We can learn to re-wire the brain through pattern-repetitive behavior that will forms new connections (new blueprints in our brain). Parenting psycho-education is vital for helping parents learn to attune to their children’s needs, how to regulate them (mind and body) and how to form healthy attachment relationships that will serve as a resiliency factor throughout the lifespan.

Alvarado, (2008)

“when relationships hurt, we learn not to trust in relationships, whether at work, school or home.” we work with people to help change the blueprints that people carry with them to form new understanding about people and the world around us.”

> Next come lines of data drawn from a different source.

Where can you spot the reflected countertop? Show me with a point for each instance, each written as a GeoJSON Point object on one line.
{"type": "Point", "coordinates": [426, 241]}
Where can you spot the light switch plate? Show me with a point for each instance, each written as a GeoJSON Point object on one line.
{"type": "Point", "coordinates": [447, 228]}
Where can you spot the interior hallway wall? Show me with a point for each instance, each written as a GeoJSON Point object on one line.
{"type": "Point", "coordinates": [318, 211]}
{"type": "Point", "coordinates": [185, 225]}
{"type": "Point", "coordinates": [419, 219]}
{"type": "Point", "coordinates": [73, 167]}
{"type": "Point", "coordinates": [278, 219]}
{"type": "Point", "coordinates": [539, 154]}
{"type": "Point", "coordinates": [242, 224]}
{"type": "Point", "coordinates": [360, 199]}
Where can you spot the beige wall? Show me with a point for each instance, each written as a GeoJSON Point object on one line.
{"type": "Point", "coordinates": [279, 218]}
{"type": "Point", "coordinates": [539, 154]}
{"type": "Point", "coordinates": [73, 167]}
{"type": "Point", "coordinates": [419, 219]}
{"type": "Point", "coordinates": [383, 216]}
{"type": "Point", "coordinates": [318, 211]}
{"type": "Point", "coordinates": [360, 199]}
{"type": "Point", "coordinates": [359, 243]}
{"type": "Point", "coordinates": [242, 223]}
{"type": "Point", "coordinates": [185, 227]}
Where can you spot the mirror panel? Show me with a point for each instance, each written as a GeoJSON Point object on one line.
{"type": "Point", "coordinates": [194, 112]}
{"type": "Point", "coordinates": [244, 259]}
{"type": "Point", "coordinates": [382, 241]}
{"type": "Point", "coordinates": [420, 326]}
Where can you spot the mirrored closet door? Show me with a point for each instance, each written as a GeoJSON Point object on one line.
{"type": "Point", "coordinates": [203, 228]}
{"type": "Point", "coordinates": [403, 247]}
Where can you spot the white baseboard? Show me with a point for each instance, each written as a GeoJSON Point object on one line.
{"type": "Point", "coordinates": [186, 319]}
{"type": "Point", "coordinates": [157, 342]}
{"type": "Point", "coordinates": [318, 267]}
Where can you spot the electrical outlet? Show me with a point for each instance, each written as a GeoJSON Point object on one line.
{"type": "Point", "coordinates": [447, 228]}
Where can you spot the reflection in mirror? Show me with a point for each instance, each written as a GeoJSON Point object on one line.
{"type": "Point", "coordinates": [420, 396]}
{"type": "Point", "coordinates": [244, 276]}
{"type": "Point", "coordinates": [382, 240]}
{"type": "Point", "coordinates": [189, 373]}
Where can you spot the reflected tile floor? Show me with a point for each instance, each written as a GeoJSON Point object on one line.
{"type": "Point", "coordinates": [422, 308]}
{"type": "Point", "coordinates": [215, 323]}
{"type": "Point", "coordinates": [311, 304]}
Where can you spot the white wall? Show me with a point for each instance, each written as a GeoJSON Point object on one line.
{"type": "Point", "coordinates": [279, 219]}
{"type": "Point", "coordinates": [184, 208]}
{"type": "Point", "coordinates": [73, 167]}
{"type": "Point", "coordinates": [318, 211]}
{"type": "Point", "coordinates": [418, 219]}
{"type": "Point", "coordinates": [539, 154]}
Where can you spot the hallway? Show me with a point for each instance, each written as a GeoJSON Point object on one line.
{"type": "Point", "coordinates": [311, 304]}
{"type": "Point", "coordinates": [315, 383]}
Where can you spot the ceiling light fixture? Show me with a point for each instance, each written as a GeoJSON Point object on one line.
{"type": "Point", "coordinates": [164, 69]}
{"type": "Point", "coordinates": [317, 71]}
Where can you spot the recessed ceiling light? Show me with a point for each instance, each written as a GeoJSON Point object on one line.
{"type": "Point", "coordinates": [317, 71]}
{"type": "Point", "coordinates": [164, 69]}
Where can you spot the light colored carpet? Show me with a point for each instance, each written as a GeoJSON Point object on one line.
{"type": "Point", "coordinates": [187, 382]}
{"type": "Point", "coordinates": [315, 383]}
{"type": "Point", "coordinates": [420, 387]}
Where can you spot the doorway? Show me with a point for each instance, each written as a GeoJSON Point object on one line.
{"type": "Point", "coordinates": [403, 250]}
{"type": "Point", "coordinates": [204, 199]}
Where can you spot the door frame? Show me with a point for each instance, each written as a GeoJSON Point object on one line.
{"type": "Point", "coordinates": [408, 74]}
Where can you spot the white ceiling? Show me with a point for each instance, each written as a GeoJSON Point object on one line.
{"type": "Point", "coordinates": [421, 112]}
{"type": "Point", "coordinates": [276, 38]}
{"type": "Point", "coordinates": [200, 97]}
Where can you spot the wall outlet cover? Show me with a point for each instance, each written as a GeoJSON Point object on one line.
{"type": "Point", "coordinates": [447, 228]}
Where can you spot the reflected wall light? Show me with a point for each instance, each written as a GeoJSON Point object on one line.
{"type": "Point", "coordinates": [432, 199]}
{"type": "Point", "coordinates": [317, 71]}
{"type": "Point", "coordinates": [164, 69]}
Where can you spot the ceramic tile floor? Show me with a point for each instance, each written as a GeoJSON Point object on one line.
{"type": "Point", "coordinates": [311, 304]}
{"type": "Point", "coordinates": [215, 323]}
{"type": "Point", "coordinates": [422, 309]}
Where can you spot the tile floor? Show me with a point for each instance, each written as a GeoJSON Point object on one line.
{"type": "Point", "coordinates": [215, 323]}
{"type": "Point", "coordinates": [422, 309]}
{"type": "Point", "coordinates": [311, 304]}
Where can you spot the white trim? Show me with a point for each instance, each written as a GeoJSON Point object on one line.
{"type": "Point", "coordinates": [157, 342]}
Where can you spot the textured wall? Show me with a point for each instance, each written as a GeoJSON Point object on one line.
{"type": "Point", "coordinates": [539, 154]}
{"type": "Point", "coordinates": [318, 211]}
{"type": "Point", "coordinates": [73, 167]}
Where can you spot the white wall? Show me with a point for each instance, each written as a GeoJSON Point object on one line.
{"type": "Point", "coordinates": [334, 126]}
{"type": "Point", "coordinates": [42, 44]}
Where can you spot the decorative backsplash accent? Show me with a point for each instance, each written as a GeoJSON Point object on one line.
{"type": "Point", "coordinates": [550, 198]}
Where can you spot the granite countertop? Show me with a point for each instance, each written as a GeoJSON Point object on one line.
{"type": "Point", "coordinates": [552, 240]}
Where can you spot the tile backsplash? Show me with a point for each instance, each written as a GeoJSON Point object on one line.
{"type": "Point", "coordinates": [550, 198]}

This is a core belief for our therapists in our center and is the foundation of our work.

Even if your parents loved you, they may not have been capable of meeting your needs.

As babies, when we reach out and no one reaches back, when we express needs and no one listens, we often give up. Or if our caregiver is present some of the time and neglectful or abusive at others we become confused and keep reaching, keep hoping someone will be there.

In this process, we decide things about ourselves, such as “I must be unlovable” or “something must be wrong with me.” We then begin a lifelong quest to either avoid real intimacy or to find it, but when it shows up, in our desperation, we often unconsciously push it away. This longing and/or dissatisfaction often leads to anxiety, depression, co-dependency, addictions, fear of intimacy, rigidity, and wanting to hurt or be hurt as well as a failure to thrive as adults.

The brain remains flexible throughout life, nonverbal communication retains the capacity to change. Studies in people over age ninety show us images of mature brains that continue to produce new neural pathways at a time when older pathways are dying.

The same experiential and social factors that profoundly shape the brain initially can also be instrumental in repairing the causes and symptoms of stress related disorders.

How therapy helps

Trauma intervention is needed to allow the brain to process the event to prevent triggers of emotions in the future. All ages can benefit from therapy to process the trauma through neuroscience there is evidence of the plasticity of the brain to heal until death.

 

Trauma is a sensory experience and it is an experience like no other, commonly marked by a state of terror and powerlessness. Individuals of all ages can experience trauma, including infants and children.

Even when we do not consciously recall our trauma experiences (because of our age or protective functions such as repression) our body holds the memory, as does our mind. Regardless of the level of perceived intensity of effect on an individual, treatment promotes resilience later in life.

Traumatizing events can take a serious emotional toll on those involved, even if the event did not cause physical damage.